Daniela Moroz

Personal information
- Nationality: American
- Born: 2 February 2001 (age 25) Berkeley, California, U.S.
- Occupation: Sailor

Medal record
Women's sailing
Representing United States
Pan American Games
| Gold medal – first place | 2023 Santiago | Kite |

= Daniela Moroz =

American sailor (born 2001)

Daniela Moroz (/məˈroʊz/ mə-ROHZ; born 2 February 2001) is an American sailor who became the World champion at Formula Kite six times between 2016 and 2022.

==Life==
Moroz was born in Berkeley in 2001. Her parents were Czech immigrants. They had both left their country in 1983 pretending to go on holiday but never returning to their country which was under a communist regime. Her parents never met until they were both in California and they shared a common interest in surfing. They dated because of their common life story and they married in 1993.

Moroz won six gold medals at the Formula Kite World Championships between 2016 and 2022 and four gold medals at the Formula Kite European Championships between 2017 and 2021.

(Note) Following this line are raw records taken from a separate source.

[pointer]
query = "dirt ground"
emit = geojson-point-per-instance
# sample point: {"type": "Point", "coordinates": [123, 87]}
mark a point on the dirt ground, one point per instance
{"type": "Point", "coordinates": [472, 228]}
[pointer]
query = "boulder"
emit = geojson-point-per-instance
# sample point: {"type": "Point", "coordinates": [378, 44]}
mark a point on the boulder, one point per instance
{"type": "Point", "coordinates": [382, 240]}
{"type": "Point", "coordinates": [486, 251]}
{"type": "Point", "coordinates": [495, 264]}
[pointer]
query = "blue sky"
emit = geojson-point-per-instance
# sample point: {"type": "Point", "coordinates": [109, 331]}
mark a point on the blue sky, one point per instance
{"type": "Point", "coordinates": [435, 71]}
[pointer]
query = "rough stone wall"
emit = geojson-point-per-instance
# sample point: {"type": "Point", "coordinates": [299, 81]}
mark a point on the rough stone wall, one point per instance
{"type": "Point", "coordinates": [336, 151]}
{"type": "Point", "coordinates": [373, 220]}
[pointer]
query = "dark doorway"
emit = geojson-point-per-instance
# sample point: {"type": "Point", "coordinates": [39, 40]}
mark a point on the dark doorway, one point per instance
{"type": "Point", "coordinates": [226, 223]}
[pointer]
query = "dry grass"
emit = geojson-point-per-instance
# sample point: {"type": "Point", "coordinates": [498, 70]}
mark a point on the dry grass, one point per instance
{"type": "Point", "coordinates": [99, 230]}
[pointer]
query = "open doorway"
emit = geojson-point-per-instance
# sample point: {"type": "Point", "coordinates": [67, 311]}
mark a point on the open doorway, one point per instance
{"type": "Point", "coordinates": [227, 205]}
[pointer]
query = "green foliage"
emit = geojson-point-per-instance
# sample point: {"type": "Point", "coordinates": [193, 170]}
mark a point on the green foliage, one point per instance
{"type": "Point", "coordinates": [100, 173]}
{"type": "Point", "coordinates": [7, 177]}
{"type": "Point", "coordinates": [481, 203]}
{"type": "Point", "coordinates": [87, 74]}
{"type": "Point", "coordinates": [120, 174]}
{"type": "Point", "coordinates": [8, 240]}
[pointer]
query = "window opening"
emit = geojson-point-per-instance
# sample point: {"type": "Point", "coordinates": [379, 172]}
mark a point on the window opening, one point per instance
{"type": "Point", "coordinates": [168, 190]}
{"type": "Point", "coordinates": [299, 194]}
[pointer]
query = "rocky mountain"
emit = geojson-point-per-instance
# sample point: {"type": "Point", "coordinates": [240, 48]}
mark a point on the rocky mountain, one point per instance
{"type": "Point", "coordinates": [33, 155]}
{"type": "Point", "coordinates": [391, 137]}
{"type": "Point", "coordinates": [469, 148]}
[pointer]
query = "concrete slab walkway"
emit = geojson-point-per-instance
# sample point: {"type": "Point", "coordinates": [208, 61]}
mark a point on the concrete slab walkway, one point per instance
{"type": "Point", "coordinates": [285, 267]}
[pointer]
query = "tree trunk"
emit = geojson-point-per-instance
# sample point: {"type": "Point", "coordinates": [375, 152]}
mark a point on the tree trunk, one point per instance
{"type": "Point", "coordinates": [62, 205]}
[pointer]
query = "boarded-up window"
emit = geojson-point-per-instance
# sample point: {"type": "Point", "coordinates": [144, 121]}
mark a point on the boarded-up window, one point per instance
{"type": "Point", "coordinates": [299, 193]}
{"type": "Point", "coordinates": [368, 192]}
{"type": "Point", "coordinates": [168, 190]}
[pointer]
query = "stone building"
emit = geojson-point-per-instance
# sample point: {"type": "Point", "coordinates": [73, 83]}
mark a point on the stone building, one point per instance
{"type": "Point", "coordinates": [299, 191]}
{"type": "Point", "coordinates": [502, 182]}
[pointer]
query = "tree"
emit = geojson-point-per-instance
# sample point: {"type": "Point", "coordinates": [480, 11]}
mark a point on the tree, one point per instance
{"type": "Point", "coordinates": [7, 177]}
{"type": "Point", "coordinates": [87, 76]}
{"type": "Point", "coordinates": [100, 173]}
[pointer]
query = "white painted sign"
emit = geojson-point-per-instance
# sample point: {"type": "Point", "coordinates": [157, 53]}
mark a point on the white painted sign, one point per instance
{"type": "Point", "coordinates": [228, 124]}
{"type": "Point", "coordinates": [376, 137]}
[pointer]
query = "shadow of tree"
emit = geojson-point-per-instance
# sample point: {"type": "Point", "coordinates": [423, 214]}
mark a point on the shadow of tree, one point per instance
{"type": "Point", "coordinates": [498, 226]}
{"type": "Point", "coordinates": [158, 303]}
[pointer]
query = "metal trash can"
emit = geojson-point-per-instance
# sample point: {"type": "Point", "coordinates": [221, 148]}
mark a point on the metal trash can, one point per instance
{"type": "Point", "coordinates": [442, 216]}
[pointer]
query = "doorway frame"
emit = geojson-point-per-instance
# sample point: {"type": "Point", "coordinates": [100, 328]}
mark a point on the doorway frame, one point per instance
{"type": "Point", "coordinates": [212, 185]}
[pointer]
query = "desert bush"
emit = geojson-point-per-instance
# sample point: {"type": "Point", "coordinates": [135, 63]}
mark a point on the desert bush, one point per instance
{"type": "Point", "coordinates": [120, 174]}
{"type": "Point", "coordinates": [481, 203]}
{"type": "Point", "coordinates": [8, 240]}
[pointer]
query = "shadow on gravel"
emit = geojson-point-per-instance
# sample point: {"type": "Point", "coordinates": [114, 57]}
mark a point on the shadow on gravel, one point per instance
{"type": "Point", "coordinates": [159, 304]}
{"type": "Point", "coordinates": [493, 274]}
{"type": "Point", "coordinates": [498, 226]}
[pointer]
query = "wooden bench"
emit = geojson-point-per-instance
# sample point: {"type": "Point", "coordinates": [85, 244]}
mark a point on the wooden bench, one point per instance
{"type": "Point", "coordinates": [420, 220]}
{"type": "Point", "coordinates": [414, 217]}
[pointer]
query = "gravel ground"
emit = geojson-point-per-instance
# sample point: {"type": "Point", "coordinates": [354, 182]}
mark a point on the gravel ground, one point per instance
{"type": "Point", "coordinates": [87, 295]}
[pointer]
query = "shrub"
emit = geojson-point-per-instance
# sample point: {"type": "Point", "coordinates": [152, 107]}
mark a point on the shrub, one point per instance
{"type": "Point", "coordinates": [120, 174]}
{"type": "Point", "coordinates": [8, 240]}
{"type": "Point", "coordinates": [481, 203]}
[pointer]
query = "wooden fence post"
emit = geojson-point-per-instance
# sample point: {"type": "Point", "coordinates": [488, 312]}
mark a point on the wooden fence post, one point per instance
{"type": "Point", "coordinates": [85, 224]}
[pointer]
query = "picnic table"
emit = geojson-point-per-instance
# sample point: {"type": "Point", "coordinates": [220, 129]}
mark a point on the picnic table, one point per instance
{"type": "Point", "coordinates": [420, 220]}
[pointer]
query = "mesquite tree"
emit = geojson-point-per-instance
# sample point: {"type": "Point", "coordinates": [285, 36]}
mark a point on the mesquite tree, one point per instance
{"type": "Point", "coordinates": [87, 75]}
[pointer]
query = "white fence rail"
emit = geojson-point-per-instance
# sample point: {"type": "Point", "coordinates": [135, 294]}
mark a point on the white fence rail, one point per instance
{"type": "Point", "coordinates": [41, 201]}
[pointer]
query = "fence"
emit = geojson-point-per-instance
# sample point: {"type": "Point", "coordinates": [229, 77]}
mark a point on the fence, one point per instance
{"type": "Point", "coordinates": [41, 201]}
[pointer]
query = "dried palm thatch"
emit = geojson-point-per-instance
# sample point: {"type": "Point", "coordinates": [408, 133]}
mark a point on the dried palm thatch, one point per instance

She won her first world title at Weifang Binhai in China in 2016 when she was sixteen. She competed closely with the 18 year old Russian Elena Kalinina. Moroz went into the lead on the sixth and last day in light winds, changing the predictions, as Kalinina had dominated on day five. Moroz improved her performance to win with Kalinina second and the British Stephanie Bridge in the bronze position.

In 2021, the Formula Kite World Championships was in Torregrande in Sardinia. She defeated the leading British surfer Ellie Aldridge and the French surfer Lauriane Nolot. At the world championships in 2022 in Sardinia, she repeated as gold medalist. She won the gold medal at the 2023 Pan American Games on 3 November 2023, with the teenage Argentine kitesurfer Catalina Turienzo coming in second.

Nolot won the Test Event which was a rehearsal for the Paris Olympic Games in Marseille. Moroz came fourth. It was nearly the first time that she had not made the top three at a regatta and she decided to take a break. She had been travelling and living in hotels for years. Her previous technique of training harder and longer than her fellow competitors was no longer the solution. She consulted sports psychologists and retired from the sport between August 2023 and 2024. She rediscovered her love for kite surfing during that time. She runs her Olympic campaign which involves not only training, but contacting sponsors to gather the money required to fund her work.

After the 2024 World championships event in May in Hyères, Moroz was dropped to fourth place overall after Ellie Aldridge's win at the event moved her to third place. Lauriane Nolot was in the overall date at that time with Jessie Kampman in second position. Moroz accepted the result, however later that month she noted that she had been given an undeserved penalty while another competitor had failed to be given a deserved penalty. She said they needed to fix the "flawed system".

The 2025 Formula Kite World Championship was in Sardinia. The final was between Moroz, Britain’s Lily Young, World Champion Lauriane Nolot and the Dutch surfer Jessie Kampman. Moroz took the silver medal after she was beaten by Kampman who took the gold. The bronze medal went to Lauriane Nolet.